Latin America politics: UK's 1960s covert activity revealed
British intelligence engaged in a far more active programme of covert activity in Latin America in the 1960s than previously understood, it has been claimed.
While the work of US intelligence in the region has been widely publicised, the UK role is much less known.
But Prof Rory Cormac of the University of Nottingham says recently declassified files reveal attempts to influence elections and disrupt trade unions in a number of countries.
At the start of the 1960s, the UK dramatically increased covert action in Latin America, undertaking what was called "special political action", including propaganda and forgeries which aimed to influence the public, primarily against communism.
"This is surprising because historians tend to associate UK covert operations with targets in the Middle East and Southeast Asia, and assume that the British left Latin America to the CIA," Prof Cormac told the BBC.
'Black propaganda'
After a diplomat named Ronnie Burroughs visited Latin America on behalf of the British Foreign Office and MI6 in 1961, a decision was taken in London to increase covert action - activities where the role of Britain was kept hidden with a particular focus on "black" propaganda, which involves false material or where people are deliberately misled about who is producing it.
The region was seen as of growing importance globally but also with signs of increasing communist influence, especially after the Cuban revolution.
The region had not been a particular focus for London and its ally, Washington, normally took the lead, considering it part of his "sphere of influence". The US was still far more active but the UK, Prof Cormac says, became involved partly as a means of currying influence with America and also to increase trade in the region.
"The UK conducted these covert operations for two reasons," he says. "First, to demonstrate partnership to the US in order to inject leverage into an increasingly one-sided relationship. Second, the British wanted to exploit a perceived US decline in the region and capture a growing economic market. These two objectives did not always sit together harmoniously."
The UK increased the number of those working on propaganda in the region and MI6 opened new stations, including in Chile and Venezuela (a UK official rating the latter as a "a major prize": "She is a very rich country and her government is a major source of investment capital").
The main mission was to counter communism using propaganda and working with churches, trade unions and political parties.

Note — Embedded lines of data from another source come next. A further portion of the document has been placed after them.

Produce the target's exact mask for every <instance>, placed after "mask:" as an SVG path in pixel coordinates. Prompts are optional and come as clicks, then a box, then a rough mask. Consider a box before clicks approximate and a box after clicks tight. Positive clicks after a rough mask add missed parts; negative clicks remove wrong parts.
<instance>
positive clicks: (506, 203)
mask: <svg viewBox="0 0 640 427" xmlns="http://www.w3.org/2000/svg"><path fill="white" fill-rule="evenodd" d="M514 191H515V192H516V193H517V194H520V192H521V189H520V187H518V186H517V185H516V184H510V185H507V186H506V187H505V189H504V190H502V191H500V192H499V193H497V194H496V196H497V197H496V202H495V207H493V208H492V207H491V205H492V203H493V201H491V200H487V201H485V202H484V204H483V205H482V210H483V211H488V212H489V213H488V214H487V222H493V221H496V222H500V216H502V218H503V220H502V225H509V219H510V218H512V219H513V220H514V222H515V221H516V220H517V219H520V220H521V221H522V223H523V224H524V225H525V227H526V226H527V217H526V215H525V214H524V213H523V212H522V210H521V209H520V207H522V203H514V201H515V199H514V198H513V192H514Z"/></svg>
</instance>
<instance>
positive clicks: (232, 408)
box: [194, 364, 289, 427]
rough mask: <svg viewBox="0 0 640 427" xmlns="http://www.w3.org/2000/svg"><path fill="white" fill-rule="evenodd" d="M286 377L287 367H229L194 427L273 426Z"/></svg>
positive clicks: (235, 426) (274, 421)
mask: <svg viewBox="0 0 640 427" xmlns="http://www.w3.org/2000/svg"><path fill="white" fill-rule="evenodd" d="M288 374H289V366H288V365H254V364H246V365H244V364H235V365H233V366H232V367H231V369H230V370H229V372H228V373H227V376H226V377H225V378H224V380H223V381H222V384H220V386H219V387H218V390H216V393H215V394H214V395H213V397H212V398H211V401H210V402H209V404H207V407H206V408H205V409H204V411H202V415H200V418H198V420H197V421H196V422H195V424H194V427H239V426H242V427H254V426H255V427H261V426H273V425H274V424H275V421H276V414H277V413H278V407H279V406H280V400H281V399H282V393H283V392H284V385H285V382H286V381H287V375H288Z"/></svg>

The operations included creating a new mass-circulation magazine in Colombia and distributing pamphlets in Chile and Bolivia. Local radio producers were bribed to get airtime and produced tapes to be played. One Briton boasted "that if he was given £100,000 to play with he could buy virtually all the radio commentators in the Andean region!"
They also worked with priests in Bolivia to distribute material and counter Soviet and Cuban propaganda.
In Ecuador, they worked with priests who were thought to be able to mobilise people to act against President Carlos Julio Arosemena Monroy, who was viewed by the British as a "thoroughly unprincipled and undesirable character".
They thought they could bring, if needed, a "mob" of at least 5,000 people, largely Catholic youths, on to the streets of Quito, according to Prof Cormac's article The Currency of Covert Action: British Special Political Action in Latin America, 1961-64 published in the Journal of Strategic Studies.
Based on files, declassified in 2019 and 2020, he says the UK worked on trade unions through infiltrating and capturing them or disrupting meetings.
One idea involved targeting Brazilian President João Goulart with a forged document indicating that the communists were taking over the trade unions to make him fear his own position within them was being undermined by the hard left.
This was not carried out though and he was overthrown in a coup - backed by the US - in 1964.
In some cases they considered trying to influence elections, notably a presidential election in Chile in 1964 which they feared the socialist Salvador Allende might win.
"Once in power the chances are that Allende would be manoeuvred by the communists, either willingly or otherwise, and that the end-product might well be a Government on the Cuban pattern," a file reads. But here British efforts were dwarfed by those of the US which spent around $3m over two years on trying to influence the same election.
Overall, Prof Cormac argues the UK was using covert action partly to "maintain a global role on the cheap".